Cet article se propose de retracer le parcours exceptionnel de cet artiste, de ses débuts modestes dans les ruelles d’Alger à sa consécration comme figure incontournable, tout en rendant hommage à un homme dont l’héritage continuera d’inspirer les générations futures.
Les racines d’un talent : une enfance dans La Casbah
Madani Naâmoun voit le jour en 1944 dans La Casbah, ce quartier emblématique d’Alger où l’histoire, la culture et les traditions se mêlent dans un foisonnement unique. Ce labyrinthe de ruelles, chargé de mémoire, a forgé la sensibilité artistique du jeune Madani. Dans les années 1950, alors que l’Algérie est en proie aux tensions de la colonisation, le théâtre devient un espace d’expression et de résistance. C’est dans ce contexte que Naâmoun découvre sa vocation. Dès l’adolescence, il intègre des troupes théâtrales locales, où son aisance naturelle et sa capacité à donner vie à des personnages attirent l’attention. À une époque où l’art dramatique est souvent un acte de courage, il apprend à captiver un public avide de récits qui reflètent ses luttes et ses espoirs.
Ces premières expériences sur les planches posent les bases d’une carrière exceptionnelle. Naâmoun y développe un style marqué par l’authenticité, capable de transmettre des émotions brutes tout en incarnant des figures universelles. La Casbah, avec ses récits oraux, ses chansons populaires et son mélange de cultures, devient une source d’inspiration constante, qu’il portera tout au long de sa carrière dans ses interprétations vibrantes.
Une étoile du cinéma algérien naissant
L’indépendance de l’Algérie en 1962 marque un tournant décisif pour le cinéma national, et Madani Naâmoun s’impose rapidement comme l’un de ses acteurs phares. Dans un pays en quête d’identité, le cinéma devient un miroir des aspirations collectives, et Naâmoun excelle à traduire ces aspirations à l’écran. Parmi ses rôles les plus mémorables figurent ceux dans Leila wa Akhawatouha (Leila et ses sœurs, 1977) et Abwab Essamt (Les portes du silence, 1987), deux œuvres devenues des piliers du cinéma algérien.

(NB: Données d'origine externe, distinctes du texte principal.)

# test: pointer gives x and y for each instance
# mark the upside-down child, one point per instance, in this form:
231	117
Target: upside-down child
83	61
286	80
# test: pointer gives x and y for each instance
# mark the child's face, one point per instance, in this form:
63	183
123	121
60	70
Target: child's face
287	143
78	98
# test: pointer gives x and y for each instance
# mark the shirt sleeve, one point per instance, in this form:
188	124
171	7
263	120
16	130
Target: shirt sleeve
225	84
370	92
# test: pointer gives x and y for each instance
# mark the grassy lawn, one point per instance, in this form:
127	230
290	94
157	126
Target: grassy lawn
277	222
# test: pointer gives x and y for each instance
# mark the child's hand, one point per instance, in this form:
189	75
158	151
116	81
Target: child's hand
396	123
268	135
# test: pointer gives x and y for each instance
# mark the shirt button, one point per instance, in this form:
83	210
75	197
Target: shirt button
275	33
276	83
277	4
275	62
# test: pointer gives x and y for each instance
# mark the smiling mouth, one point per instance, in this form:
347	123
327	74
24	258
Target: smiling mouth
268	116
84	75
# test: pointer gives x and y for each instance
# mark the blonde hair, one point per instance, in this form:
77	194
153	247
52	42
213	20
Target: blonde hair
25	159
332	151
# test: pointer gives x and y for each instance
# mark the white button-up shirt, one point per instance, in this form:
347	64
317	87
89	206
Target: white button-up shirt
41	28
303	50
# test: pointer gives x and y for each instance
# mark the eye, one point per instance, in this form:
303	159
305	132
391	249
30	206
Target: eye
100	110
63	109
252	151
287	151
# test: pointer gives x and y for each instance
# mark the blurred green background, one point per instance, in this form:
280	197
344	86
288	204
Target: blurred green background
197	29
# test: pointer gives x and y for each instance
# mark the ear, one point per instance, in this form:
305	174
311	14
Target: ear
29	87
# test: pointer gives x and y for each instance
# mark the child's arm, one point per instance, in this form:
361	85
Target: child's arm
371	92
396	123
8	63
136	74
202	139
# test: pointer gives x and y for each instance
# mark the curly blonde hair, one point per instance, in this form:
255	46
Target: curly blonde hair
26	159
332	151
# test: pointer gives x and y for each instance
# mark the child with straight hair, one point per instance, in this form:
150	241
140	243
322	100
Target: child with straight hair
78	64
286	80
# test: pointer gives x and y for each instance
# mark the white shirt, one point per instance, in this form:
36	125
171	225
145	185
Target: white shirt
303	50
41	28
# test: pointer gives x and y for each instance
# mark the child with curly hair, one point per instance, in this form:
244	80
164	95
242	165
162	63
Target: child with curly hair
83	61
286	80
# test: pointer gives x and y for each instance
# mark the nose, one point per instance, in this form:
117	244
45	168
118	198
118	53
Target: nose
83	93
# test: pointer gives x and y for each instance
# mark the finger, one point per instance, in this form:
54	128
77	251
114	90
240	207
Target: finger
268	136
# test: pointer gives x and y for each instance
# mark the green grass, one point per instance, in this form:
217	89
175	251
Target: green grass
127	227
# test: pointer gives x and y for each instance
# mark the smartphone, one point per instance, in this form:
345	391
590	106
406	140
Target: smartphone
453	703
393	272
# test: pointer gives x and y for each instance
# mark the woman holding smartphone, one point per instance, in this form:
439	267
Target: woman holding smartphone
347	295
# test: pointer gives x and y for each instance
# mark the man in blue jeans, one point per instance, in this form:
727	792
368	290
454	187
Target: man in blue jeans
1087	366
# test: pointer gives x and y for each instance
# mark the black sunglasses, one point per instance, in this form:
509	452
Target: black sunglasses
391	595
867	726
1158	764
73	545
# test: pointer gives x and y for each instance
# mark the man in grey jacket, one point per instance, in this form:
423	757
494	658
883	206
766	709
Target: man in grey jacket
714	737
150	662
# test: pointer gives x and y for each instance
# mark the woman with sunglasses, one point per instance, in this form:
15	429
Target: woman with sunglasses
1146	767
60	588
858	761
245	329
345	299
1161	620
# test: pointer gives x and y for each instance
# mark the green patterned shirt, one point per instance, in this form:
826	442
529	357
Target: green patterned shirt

Dans Leila wa Akhawatouha, Naâmoun incarne un personnage complexe, pris dans les contradictions d’une société en transition. Ce film, qui explore les dynamiques familiales et les tensions entre tradition et modernité, lui permet de déployer une palette d’émotions saisissante. Sa performance, à la fois nuancée et puissante, touche un large public, faisant de lui une figure familière pour des générations de spectateurs. Abwab Essamt, quant à lui, offre un rôle plus introspectif, où Naâmoun explore les silences et les blessures d’une société marquée par l’histoire. Ce film, salué pour sa profondeur, montre sa capacité à transmettre des émotions par des gestes subtils et des regards éloquents, une marque de son génie dramatique.
Au-delà de ces œuvres, Naâmoun participe à de nombreuses autres productions cinématographiques, contribuant à façonner l’âge d’or du cinéma algérien. À une époque où les moyens techniques sont limités, son charisme et son engagement compensent les contraintes, donnant vie à des récits qui résonnent avec les réalités du pays. Son travail dans ces films ne se limite pas à la performance : il incarne une vision de l’art comme vecteur de mémoire collective, un rôle qu’il assumera avec constance tout au long de sa carrière.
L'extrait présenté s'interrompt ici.